CN102866557A - Single-grating multi-pass pulse widening device - Google Patents
Single-grating multi-pass pulse widening device Download PDFInfo
- Publication number
- CN102866557A CN102866557A CN2012103571636A CN201210357163A CN102866557A CN 102866557 A CN102866557 A CN 102866557A CN 2012103571636 A CN2012103571636 A CN 2012103571636A CN 201210357163 A CN201210357163 A CN 201210357163A CN 102866557 A CN102866557 A CN 102866557A
- Authority
- CN
- China
- Prior art keywords
- grating
- total reflective
- reflective mirror
- lead
- pulse
- Prior art date
- Legal status (The legal status is an assumption and is not a legal conclusion. Google has not performed a legal analysis and makes no representation as to the accuracy of the status listed.)
- Granted
Links
Images
Abstract
The invention relates to the technical field of laser, in particular to a single-grating multi-pass pulse widening device which comprises an optical isolation unit, a four-pass single-grating widening unit and a pass number control unit. The optical isolation unit is used for leading in and leading out of incident light and emergent light, the four-pass single-grating widening unit is used for widening laser pulses, and the pass number control unit is used for controlling laser pulse widening magnification. The single-grating multi-pass pulse widening device with the structure has the advantages that a pulse widening effect can be multiplied under the condition that the structure of the widening device is unchanged, and optical paths are not required to be adjusted when the pulse widening effect is multiplied; and the widening magnification can be controlled optionally, so that a perfect widening effect can be realized.
Description
Technical field
The present invention relates to laser technology field, refer to specifically a kind of monochromatic light grid lead to the pulse stretcher device more.
Background technology
At present along with the demand to high repetition, high pulse energy ultrashort pulse laser, requirement to its single pulse energy is also more and more higher, in order to obtain more single pulse energy, generally need to amplify again ultrashort pulse pulsewidth elder generation broadening, can improve like this energy extraction efficiency and improve damage threshold.Yet the many employings of existing stretcher is monochromatic light grid four-way broadening mode, and this kind mode will increase the broadening effect and just must change parameter and need to readjust light path.
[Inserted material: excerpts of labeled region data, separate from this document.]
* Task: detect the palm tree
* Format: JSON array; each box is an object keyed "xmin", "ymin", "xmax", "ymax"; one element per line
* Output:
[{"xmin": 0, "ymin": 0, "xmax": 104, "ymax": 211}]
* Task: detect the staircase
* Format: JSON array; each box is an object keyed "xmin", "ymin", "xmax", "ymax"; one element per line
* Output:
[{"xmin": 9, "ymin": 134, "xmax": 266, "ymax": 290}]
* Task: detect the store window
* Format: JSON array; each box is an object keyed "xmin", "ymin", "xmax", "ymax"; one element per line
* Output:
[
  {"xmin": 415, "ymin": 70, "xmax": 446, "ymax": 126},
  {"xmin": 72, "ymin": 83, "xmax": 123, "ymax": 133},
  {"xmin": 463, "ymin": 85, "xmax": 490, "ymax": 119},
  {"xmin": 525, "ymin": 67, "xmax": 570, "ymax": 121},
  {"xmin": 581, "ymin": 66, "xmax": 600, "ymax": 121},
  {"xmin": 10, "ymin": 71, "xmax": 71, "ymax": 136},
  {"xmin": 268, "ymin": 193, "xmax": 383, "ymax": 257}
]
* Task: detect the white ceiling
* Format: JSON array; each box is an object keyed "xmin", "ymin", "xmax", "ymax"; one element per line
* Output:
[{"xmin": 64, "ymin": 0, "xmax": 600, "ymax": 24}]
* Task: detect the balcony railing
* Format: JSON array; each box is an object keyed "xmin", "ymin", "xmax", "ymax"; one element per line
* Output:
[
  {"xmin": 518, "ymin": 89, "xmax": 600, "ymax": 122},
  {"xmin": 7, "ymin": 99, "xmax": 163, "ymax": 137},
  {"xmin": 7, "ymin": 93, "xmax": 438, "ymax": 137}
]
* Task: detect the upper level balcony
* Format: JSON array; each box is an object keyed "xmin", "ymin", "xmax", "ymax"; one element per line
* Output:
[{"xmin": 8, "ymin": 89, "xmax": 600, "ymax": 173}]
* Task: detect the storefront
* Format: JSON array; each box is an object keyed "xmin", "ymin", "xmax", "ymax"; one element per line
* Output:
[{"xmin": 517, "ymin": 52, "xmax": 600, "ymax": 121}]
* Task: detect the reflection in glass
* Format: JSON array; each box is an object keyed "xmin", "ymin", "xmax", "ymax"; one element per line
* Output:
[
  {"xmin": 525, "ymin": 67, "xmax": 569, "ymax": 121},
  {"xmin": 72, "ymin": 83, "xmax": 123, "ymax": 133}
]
In addition, be accompanied by the increase of broadening amount, the volume of stretcher also along with rapid increase, is made troubles to use.
Summary of the invention
For the defective that exists in the prior art and problem, the object of the invention provides a kind of stretcher that can overcome defects.
The invention provides a kind of monochromatic light grid and lead to the pulse stretcher device more, it comprises:
Optical isolator element is used for importing and the derivation of incident light and emergent light;
Four-way single optical grating expending unit is used for the broadening to femtosecond and picosecond laser pulse;
Logical numerical control unit processed is used for the control to the laser pulse stretching multiple.
Preferably, described optical isolator element comprises film polaroid A, Faraday polarization apparatus and half-wave plate A, and described film polaroid A, Faraday polarization apparatus and half-wave plate A set gradually along the incident light incident direction.
More preferably, described optical isolator element also comprises film polaroid C, and described film polaroid C is used for the reflection emergent light.
Preferably, described four-way single optical grating expending unit is made of plane total reflective mirror A, grating, plane total reflective mirror B, 45 ° of total reflective mirrors and concave mirror successively, incident light by described logical numerical control unit processed after, after 45 ° of total reflective mirror reflections, be incident to grating, through optical grating diffraction to concave mirror, reflex to plane total reflective mirror A through concave mirror, total reflective mirror A is reflected back concave mirror through the plane, reflex to for the second time grating through concave mirror, to plane total reflective mirror B, through plane total reflective mirror B reflection, be reflected back logical numerical control unit processed along original optical path through optical grating diffraction.
More preferably, described grating ruling line direction is vertical with the polarization direction of described incident light.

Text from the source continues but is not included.